Tak hanya di Jawa Barat, Desa Nepo yang terletak di Kecamatan Malusetasi, Kabupaten Barru, Sulawesi Selatan, kini telah berhasil menyulap hasil bumi mentah menjadi produk yang siap konsumsi. Salah satu produk andalannya adalah camilan Kacang Nepo, yang diproduksi oleh pengusaha lokal bernama Suparman.
Kacang Nepo hadir dengan berbagai varian rasa unik, seperti kacang krispi, kacang sembunyi berlapis gula pasir, kacang disco, kacang tempe, dan lainnya, yang menawarkan cita rasa gurih serta tekstur renyah.
Suparman mengungkapkan bahwa ide untuk memulai usaha ini muncul pada tahun 2022. "Saya melihat banyak hasil bumi di desa ini hanya dijual dalam bentuk mentah, sehingga muncul gagasan untuk mengolahnya agar memberikan nilai tambah bagi masyarakat sekitar," jelasnya.
Dengan kemasan awal yang sederhana, produk ini kemudian mendapat dukungan dari BRI melalui program Desa BRILiaN pada tahun 2023. Program ini membantu Suparman dalam bidang pemasaran, desain kemasan, hingga penerapan teknologi digital. Berkat pemberdayaan tersebut, Kacang Nepo kini memiliki kemasan yang lebih menarik dan mampu menjangkau pasar yang lebih luas.
Dukungan BRI melalui program ini juga memberikan dampak signifikan terhadap perkembangan usaha Suparman.
Pelatihan yang melibatkan kolaborasi dengan Politeknik Pariwisata membantu meningkatkan kualitas produk, baik dari segi rasa maupun pengemasan, sehingga lebih kompetitif di pasar. Selain itu, BRI memperkenalkan teknologi digital seperti QRIS, yang memungkinkan pembayaran non-tunai, mempermudah transaksi, dan memperluas akses pasar.

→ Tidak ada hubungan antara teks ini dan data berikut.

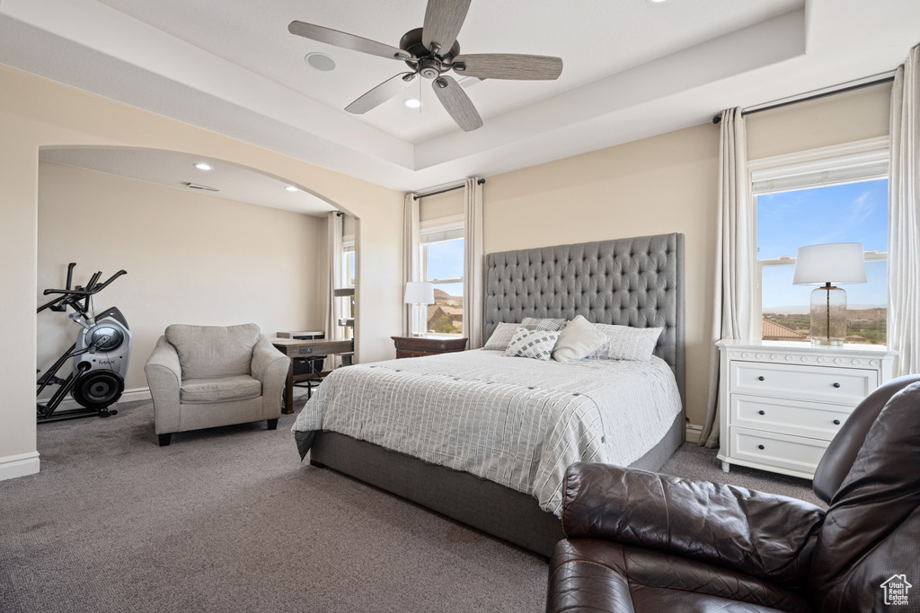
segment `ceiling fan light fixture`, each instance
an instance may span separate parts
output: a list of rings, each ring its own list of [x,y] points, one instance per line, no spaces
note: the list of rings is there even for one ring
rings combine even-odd
[[[321,70],[324,73],[328,73],[336,69],[336,61],[326,53],[307,53],[304,56],[304,61],[316,70]]]

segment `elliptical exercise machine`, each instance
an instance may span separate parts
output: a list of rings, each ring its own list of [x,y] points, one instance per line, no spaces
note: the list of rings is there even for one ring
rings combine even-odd
[[[102,272],[97,272],[86,287],[71,288],[74,267],[76,262],[67,266],[67,288],[65,289],[45,289],[43,295],[61,294],[57,298],[42,304],[37,312],[45,309],[58,312],[65,312],[70,307],[74,312],[67,315],[80,324],[81,330],[76,334],[76,342],[62,354],[52,368],[40,377],[36,384],[36,396],[49,385],[60,385],[46,404],[36,403],[39,423],[75,419],[98,415],[108,417],[118,411],[109,410],[121,397],[124,392],[124,377],[128,372],[128,361],[131,359],[131,330],[124,315],[115,307],[106,309],[98,315],[90,314],[90,298],[103,289],[121,275],[128,274],[119,270],[103,283],[99,283]],[[74,358],[74,369],[66,379],[57,376],[58,370],[71,358]],[[61,402],[72,393],[74,399],[85,410],[67,412],[54,415]]]

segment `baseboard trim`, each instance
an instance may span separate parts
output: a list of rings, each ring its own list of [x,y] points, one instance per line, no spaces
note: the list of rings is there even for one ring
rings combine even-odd
[[[25,477],[39,471],[39,452],[20,453],[0,458],[0,481]]]
[[[687,424],[686,440],[690,443],[698,443],[699,435],[703,432],[703,426],[696,424]]]
[[[42,403],[48,402],[48,398],[40,401]],[[150,388],[136,388],[134,390],[125,390],[121,392],[121,397],[118,399],[119,403],[132,403],[136,400],[150,400]],[[118,406],[118,403],[115,403]],[[64,398],[63,401],[58,405],[58,408],[54,410],[54,414],[59,413],[67,413],[68,411],[83,411],[84,407],[78,404],[72,396]]]

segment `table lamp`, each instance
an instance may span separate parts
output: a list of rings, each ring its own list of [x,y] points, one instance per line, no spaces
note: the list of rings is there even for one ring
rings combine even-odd
[[[861,243],[799,247],[793,285],[821,285],[811,292],[811,345],[843,345],[846,339],[846,292],[837,283],[865,283]]]
[[[422,281],[409,281],[406,284],[405,302],[412,305],[410,334],[413,336],[423,336],[428,326],[419,325],[420,320],[424,320],[419,313],[421,312],[420,305],[434,304],[434,285]]]

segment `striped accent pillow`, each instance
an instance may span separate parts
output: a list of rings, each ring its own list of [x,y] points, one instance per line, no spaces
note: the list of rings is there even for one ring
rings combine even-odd
[[[561,330],[566,327],[566,320],[561,317],[554,319],[546,317],[524,317],[523,321],[521,322],[521,325],[528,330],[548,330],[550,332],[555,332],[556,330]]]
[[[532,358],[533,359],[548,360],[553,355],[556,341],[559,340],[558,332],[548,330],[526,330],[518,328],[512,336],[505,356],[509,358]]]
[[[590,359],[631,359],[641,362],[651,360],[658,345],[658,337],[664,328],[633,328],[628,325],[595,324],[607,342],[601,346]]]

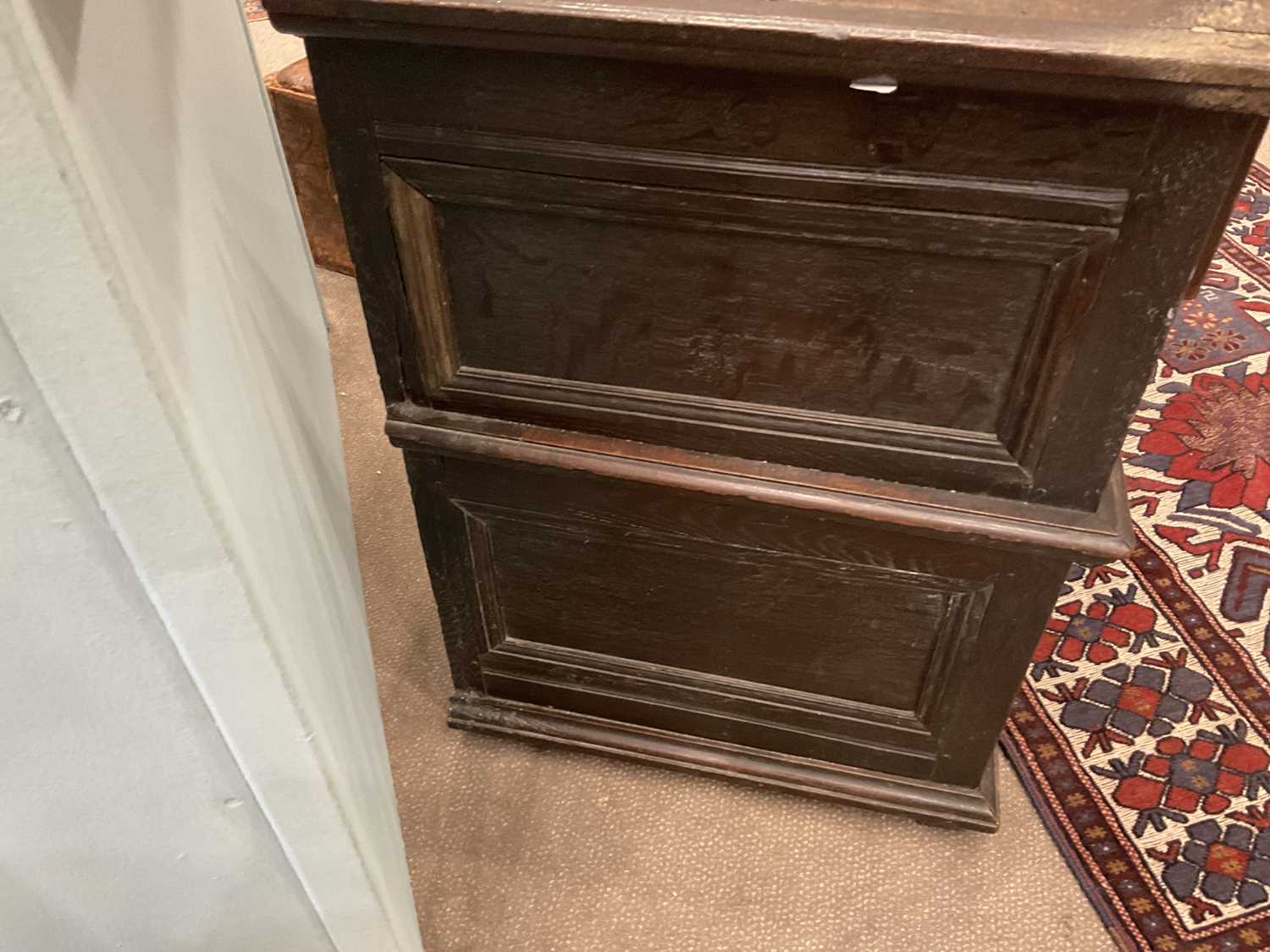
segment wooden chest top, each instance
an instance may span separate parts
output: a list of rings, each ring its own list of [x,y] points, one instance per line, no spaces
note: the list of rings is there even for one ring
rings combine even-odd
[[[902,57],[912,77],[956,67],[1102,80],[1101,94],[1270,112],[1270,4],[1257,0],[271,0],[279,28],[394,38],[486,33],[490,46],[738,65],[859,70]],[[318,22],[325,20],[324,25]],[[302,22],[302,23],[301,23]],[[513,39],[513,34],[517,37]],[[653,51],[653,46],[662,47]],[[843,53],[851,53],[847,63]],[[747,57],[739,60],[738,55]],[[836,62],[837,61],[837,62]],[[1123,84],[1107,88],[1106,79]],[[1091,85],[1071,81],[1067,93]]]

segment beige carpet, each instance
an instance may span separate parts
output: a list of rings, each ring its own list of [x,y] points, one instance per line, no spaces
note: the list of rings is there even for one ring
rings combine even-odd
[[[428,952],[1113,948],[1001,767],[986,836],[444,726],[450,691],[351,278],[320,274]]]

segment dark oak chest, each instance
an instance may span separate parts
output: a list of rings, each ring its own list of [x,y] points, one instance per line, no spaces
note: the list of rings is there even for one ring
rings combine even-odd
[[[1067,566],[1132,545],[1120,442],[1270,112],[1257,11],[267,6],[451,724],[994,828]]]

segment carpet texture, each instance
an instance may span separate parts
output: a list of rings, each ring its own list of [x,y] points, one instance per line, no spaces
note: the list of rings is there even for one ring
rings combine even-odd
[[[320,281],[428,952],[1113,948],[1005,767],[987,836],[448,730],[441,631],[356,284]]]
[[[1125,442],[1138,547],[1073,569],[1007,736],[1126,949],[1270,948],[1270,171]]]

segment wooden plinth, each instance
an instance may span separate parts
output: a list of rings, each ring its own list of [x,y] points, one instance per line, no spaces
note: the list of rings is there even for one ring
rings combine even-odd
[[[993,833],[998,824],[996,754],[988,760],[978,787],[955,787],[636,727],[573,711],[500,701],[475,692],[458,693],[450,699],[448,724],[461,730],[560,744],[625,760],[757,783],[911,816],[923,824],[980,833]]]

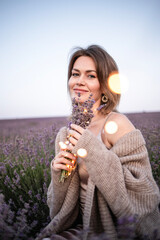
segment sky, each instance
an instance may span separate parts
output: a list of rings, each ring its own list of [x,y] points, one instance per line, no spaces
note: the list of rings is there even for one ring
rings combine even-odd
[[[74,47],[98,44],[129,83],[118,110],[160,111],[159,0],[0,0],[0,119],[68,116]]]

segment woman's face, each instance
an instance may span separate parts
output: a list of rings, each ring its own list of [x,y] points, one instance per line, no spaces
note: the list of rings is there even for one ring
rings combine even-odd
[[[78,98],[80,94],[80,101],[84,102],[92,93],[92,98],[95,100],[94,106],[100,105],[102,92],[95,63],[91,57],[81,56],[75,61],[68,84],[72,99]]]

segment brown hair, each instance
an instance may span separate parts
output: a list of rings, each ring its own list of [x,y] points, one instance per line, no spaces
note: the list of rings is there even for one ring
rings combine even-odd
[[[118,66],[114,59],[100,46],[90,45],[87,48],[78,47],[71,55],[68,66],[68,81],[72,74],[72,69],[75,61],[81,56],[91,57],[95,63],[97,77],[100,83],[101,91],[107,96],[108,101],[100,112],[108,114],[114,111],[120,100],[120,94],[114,93],[108,86],[108,77],[113,73],[118,73]],[[103,102],[101,101],[101,105]]]

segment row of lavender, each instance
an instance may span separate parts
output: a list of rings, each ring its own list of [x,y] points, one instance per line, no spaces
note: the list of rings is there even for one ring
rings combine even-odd
[[[127,116],[144,135],[160,186],[160,112]],[[67,118],[0,121],[0,239],[34,239],[50,221],[49,165],[63,125]],[[121,237],[127,239],[124,234]]]

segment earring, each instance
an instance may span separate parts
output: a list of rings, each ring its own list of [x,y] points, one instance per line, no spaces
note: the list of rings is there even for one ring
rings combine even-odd
[[[107,96],[104,94],[104,95],[102,96],[102,102],[106,103],[107,101],[108,101],[108,98],[107,98]]]

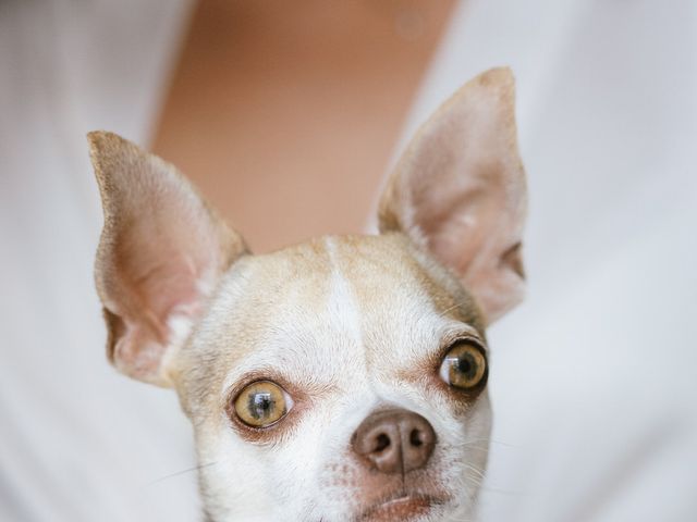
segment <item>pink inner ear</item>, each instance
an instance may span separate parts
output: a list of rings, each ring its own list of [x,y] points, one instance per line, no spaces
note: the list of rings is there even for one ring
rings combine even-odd
[[[113,362],[167,384],[162,356],[185,340],[244,241],[173,166],[109,133],[90,141],[106,215],[96,278]]]
[[[525,175],[513,78],[492,70],[466,84],[409,144],[381,201],[381,229],[401,228],[455,272],[493,321],[517,303],[505,261],[521,243]]]

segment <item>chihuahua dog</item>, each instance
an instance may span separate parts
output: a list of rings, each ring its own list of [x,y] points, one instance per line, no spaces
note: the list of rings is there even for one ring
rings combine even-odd
[[[524,286],[508,69],[419,129],[379,235],[264,256],[175,167],[88,138],[109,359],[175,388],[207,521],[472,520],[491,423],[485,328]]]

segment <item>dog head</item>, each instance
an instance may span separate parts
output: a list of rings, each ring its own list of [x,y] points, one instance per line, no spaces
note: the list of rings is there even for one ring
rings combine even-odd
[[[408,146],[380,235],[253,256],[178,171],[91,133],[97,288],[122,372],[172,386],[211,521],[445,521],[473,509],[485,327],[522,297],[513,79],[466,84]]]

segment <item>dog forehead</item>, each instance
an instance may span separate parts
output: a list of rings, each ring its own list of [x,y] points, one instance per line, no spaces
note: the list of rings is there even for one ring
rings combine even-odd
[[[252,373],[355,389],[454,322],[477,327],[476,306],[405,236],[328,236],[233,265],[184,365],[208,390]]]

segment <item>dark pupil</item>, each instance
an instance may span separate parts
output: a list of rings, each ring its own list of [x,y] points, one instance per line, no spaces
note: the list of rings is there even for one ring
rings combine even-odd
[[[476,373],[475,363],[472,360],[470,353],[463,353],[457,358],[457,362],[455,363],[455,368],[458,373],[462,373],[466,378],[474,377]]]
[[[276,400],[267,391],[257,391],[249,396],[249,413],[257,420],[270,417],[274,407]]]

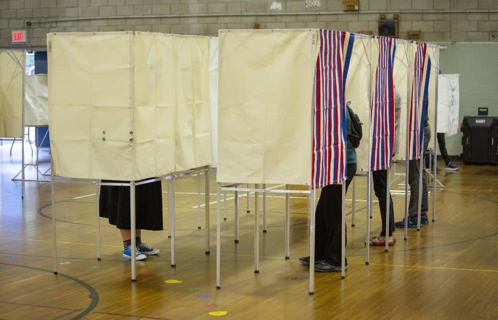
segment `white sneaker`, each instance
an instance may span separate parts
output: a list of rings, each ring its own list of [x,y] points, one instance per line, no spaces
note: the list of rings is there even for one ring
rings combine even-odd
[[[123,258],[131,259],[131,246],[128,245],[126,249],[123,250]],[[135,247],[135,260],[143,260],[146,258],[146,256],[140,253],[140,251],[138,251],[138,247]]]

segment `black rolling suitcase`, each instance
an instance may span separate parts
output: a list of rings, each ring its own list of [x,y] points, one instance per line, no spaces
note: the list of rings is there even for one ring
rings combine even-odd
[[[498,117],[465,116],[460,130],[463,132],[462,158],[464,163],[497,163]]]

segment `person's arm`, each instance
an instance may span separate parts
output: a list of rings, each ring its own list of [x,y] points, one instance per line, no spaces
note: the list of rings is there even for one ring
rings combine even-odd
[[[394,146],[392,155],[399,152],[399,119],[401,114],[401,95],[394,87]]]

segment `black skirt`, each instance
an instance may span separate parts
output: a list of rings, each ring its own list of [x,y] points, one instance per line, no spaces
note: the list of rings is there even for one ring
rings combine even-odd
[[[103,182],[118,182],[103,180]],[[118,229],[131,229],[129,187],[102,186],[99,202],[99,215],[109,218]],[[135,187],[135,228],[162,230],[162,193],[161,181]]]

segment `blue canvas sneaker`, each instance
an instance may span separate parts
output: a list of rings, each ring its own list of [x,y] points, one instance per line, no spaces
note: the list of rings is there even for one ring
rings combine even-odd
[[[147,255],[150,254],[157,254],[159,253],[159,249],[153,249],[152,248],[149,248],[149,246],[147,245],[146,243],[144,243],[143,242],[140,242],[140,244],[137,244],[136,247],[138,248],[138,250],[140,251],[140,253],[142,254],[146,254]]]
[[[138,247],[135,247],[135,260],[143,260],[147,258],[145,256],[140,253],[138,251]],[[123,258],[131,259],[131,246],[128,245],[126,248],[123,250]]]
[[[455,170],[458,170],[460,168],[460,167],[456,165],[451,161],[450,161],[444,166],[444,170],[445,170],[455,171]]]

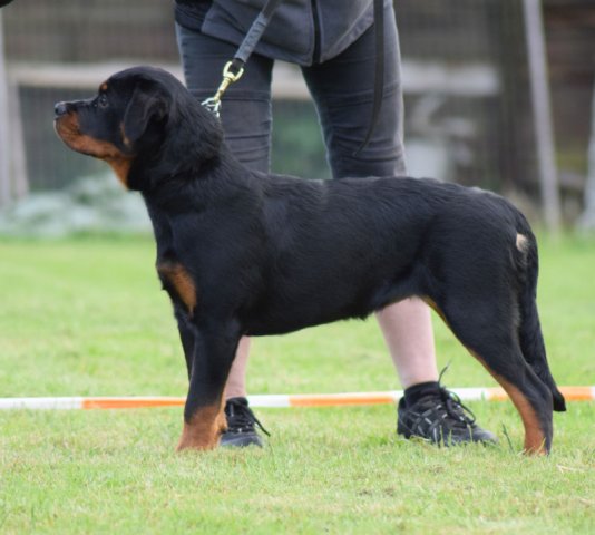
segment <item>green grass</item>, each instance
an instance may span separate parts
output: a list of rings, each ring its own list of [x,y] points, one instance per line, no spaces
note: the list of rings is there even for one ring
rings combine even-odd
[[[148,239],[0,242],[0,396],[177,395],[183,357]],[[542,240],[559,385],[595,383],[595,241]],[[436,321],[449,386],[492,386]],[[400,388],[373,321],[260,339],[253,393]],[[594,533],[595,403],[518,454],[508,402],[469,403],[495,448],[394,435],[394,409],[259,410],[263,450],[175,454],[182,411],[0,414],[0,533]],[[503,429],[510,437],[509,448]]]

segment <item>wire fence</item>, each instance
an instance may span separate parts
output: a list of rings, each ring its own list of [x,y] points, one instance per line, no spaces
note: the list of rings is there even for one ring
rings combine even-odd
[[[553,20],[559,35],[565,28],[560,2],[547,3],[549,26]],[[397,0],[396,11],[410,174],[523,194],[538,203],[523,1]],[[179,75],[172,2],[21,0],[4,8],[2,18],[12,197],[59,189],[104,171],[101,163],[66,150],[56,138],[55,101],[90,95],[125,66],[162,65]],[[588,40],[577,39],[577,50]],[[564,58],[560,52],[558,59]],[[273,169],[329,177],[318,119],[299,71],[283,66],[274,80]],[[576,128],[589,130],[583,124]],[[565,147],[572,157],[562,155],[574,176],[565,185],[569,197],[579,196],[583,183],[576,177],[586,167],[586,139],[574,138]],[[584,159],[577,156],[582,144]]]

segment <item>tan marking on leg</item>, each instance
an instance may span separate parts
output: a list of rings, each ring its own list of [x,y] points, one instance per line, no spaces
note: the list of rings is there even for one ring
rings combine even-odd
[[[547,450],[545,448],[545,434],[542,430],[537,412],[535,412],[535,409],[531,407],[526,396],[511,382],[490,370],[479,354],[477,354],[475,351],[471,351],[469,348],[467,349],[479,362],[481,362],[484,368],[488,370],[491,377],[494,377],[494,379],[500,383],[517,408],[520,419],[523,420],[523,426],[525,427],[525,453],[529,455],[546,455]]]
[[[218,446],[221,434],[227,429],[223,403],[222,397],[218,406],[202,407],[193,415],[189,424],[184,422],[177,451],[214,449]]]
[[[517,234],[516,245],[521,253],[525,253],[529,246],[529,240],[523,234]]]
[[[420,298],[430,309],[432,309],[439,317],[440,319],[446,323],[446,325],[450,329],[450,325],[445,317],[445,314],[442,313],[442,311],[438,308],[438,305],[436,304],[436,302],[428,298],[427,295]],[[452,329],[450,329],[452,330]]]
[[[519,234],[519,236],[521,236]],[[521,236],[525,237],[525,236]],[[525,240],[527,240],[525,237]],[[430,298],[422,298],[422,300],[431,307],[438,315],[442,319],[442,321],[448,325],[450,329],[450,325],[448,324],[448,321],[445,318],[445,314],[442,311],[438,308],[436,302],[433,302]],[[452,330],[452,329],[450,329]],[[542,426],[539,425],[539,418],[537,417],[537,414],[535,412],[535,409],[531,407],[527,398],[523,395],[523,392],[516,388],[511,382],[507,381],[504,377],[499,376],[498,373],[495,373],[485,362],[485,360],[474,350],[467,348],[467,350],[488,370],[488,372],[496,379],[500,386],[506,390],[509,398],[513,400],[513,403],[517,408],[520,418],[523,420],[523,426],[525,427],[525,453],[529,455],[539,454],[545,455],[547,454],[545,449],[545,435],[542,430]]]
[[[81,134],[76,114],[60,117],[56,121],[56,132],[72,150],[106,160],[124,187],[128,187],[128,173],[130,172],[134,156],[121,153],[118,147],[109,142],[95,139]]]
[[[182,264],[164,263],[157,266],[160,275],[165,276],[176,291],[178,298],[193,315],[196,308],[196,286],[189,273]]]
[[[133,144],[130,143],[130,139],[126,137],[126,132],[124,129],[124,123],[120,124],[120,134],[121,134],[121,143],[128,148],[131,148]]]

"Pemasaran di toko lokal dan supermarket sekarang jauh lebih mudah berkat QRIS," kata Suparman. Ia menambahkan, penggunaan teknologi ini tidak hanya mempercepat transaksi tetapi juga memudahkan konsumen untuk membeli produknya.
Saat ini, Kacang Nepo telah menghasilkan pendapatan hingga belasan juta rupiah per bulan, menjadi sumber penghasilan utama bagi Suparman dan beberapa warga yang ia pekerjakan. Dengan meningkatnya permintaan, ia berencana memperluas tim dan melibatkan lebih banyak warga dalam proses produksi.
"Harapannya, UMKM di desa kami semakin berkembang, dan lebih banyak masyarakat yang merasakan manfaatnya," ujarnya.
Suparman juga berharap produk lokal seperti Kacang Nepo tidak hanya dikenal di lingkup lokal, tetapi juga menjadi ikon kuliner khas Desa Nepo yang dikenal secara nasional.
"Kami ingin hasil bumi dari desa ini dipasarkan dalam bentuk produk kemasan bernilai tambah, bukan lagi sebagai bahan mentah," tegasnya.
Ia bermimpi untuk membawa Kacang Nepo ke pasar nasional hingga ke kancah internasional dan melihatnya sebagai produk unggulan yang mengharumkan nama Desa Nepo.
Pada akhirnya, Adang dan Suparman menjadi salah satu gambaran dari besarnya harapan pelaku UMKM untuk menembus pasar global. Harapan yang sekaligus menjadi pijakan bagi BRI dalam mengoptimalkan perannya sebagai tulang punggung perekonomian nasional.
Dengan dukungan serta sinergi yang tepat, potensi lokal tidak hanya bertahan di pasar domestik, namun juga mampu bersaing di panggung internasional, sekaligus memberikan manfaat bagi banyak pihak, termasuk masyarakat sekitar.